Good afternoon, and welcome to Vicarious Surgical's third quarter 2023 earnings conference call. My name is Kate, and I will be your operator for today's call. At this time, all participants are in a listen-only mode. We will be facilitating a question and answer session towards the end of today's call. As a reminder, this call is being recorded for replay purposes. I would now like to turn the call over to Kaitlyn Brosco with Vicarious Surgical for a few introductory comments.

Kaitlyn Brosco
Director of Investor Relations, Vicarious Surgical

Thanks, Kate, and thank you all for participating in today's call. Earlier today, Vicarious Surgical released financial results for the three months ended September 30th, 2023. A copy of the press release is available on the company's website. Before we begin, I'd like to remind you that management will make statements during this call that include forward-looking statements within the meaning of the federal securities laws, which are made pursuant to the safe harbor provisions of the Private Securities Litigation Reform Act of 1995. Any statements contained in this call that relate to expectations or predictions of future events, results, or performance are forward-looking statements.

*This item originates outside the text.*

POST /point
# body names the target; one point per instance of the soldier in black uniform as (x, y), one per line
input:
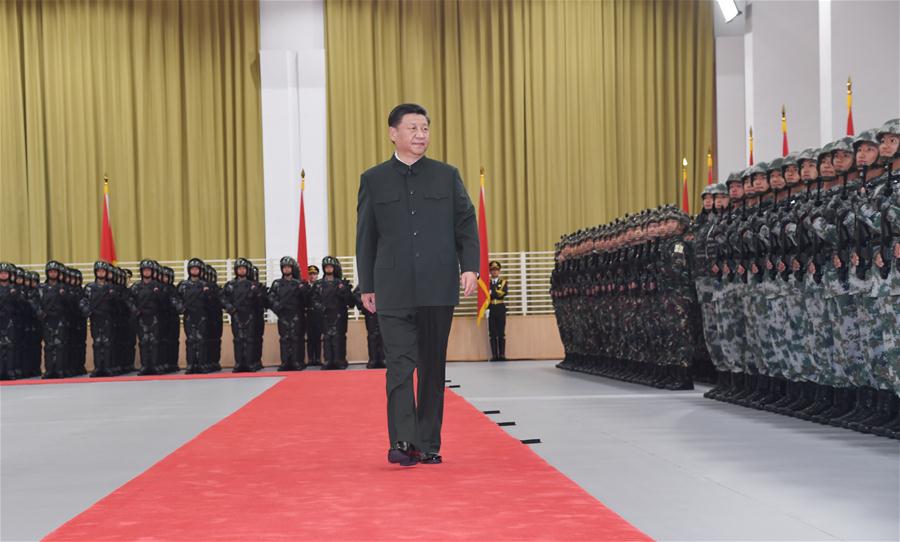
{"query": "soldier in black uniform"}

All forward-looking statements, including without limitation, those relating to obtaining approval for the Vicarious Surgical System and timing for any such approval, our operating trends and future financial performance, expense management, market opportunity, and commercialization, are based upon our current estimates and various assumptions. These statements involve material risks and uncertainties that could cause actual results or events to materially differ from those anticipated or implied by these forward-looking statements. Accordingly, you should not place undue reliance on these statements. For a list and description of the risks and uncertainties associated with our business, please refer to the risk factors set forth in our Securities and Exchange Commission filings, including our most recent Form 10-K and Form 10-Q. This conference call contains time-sensitive information and is accurate only as of the live broadcast today, November 13th, 2023.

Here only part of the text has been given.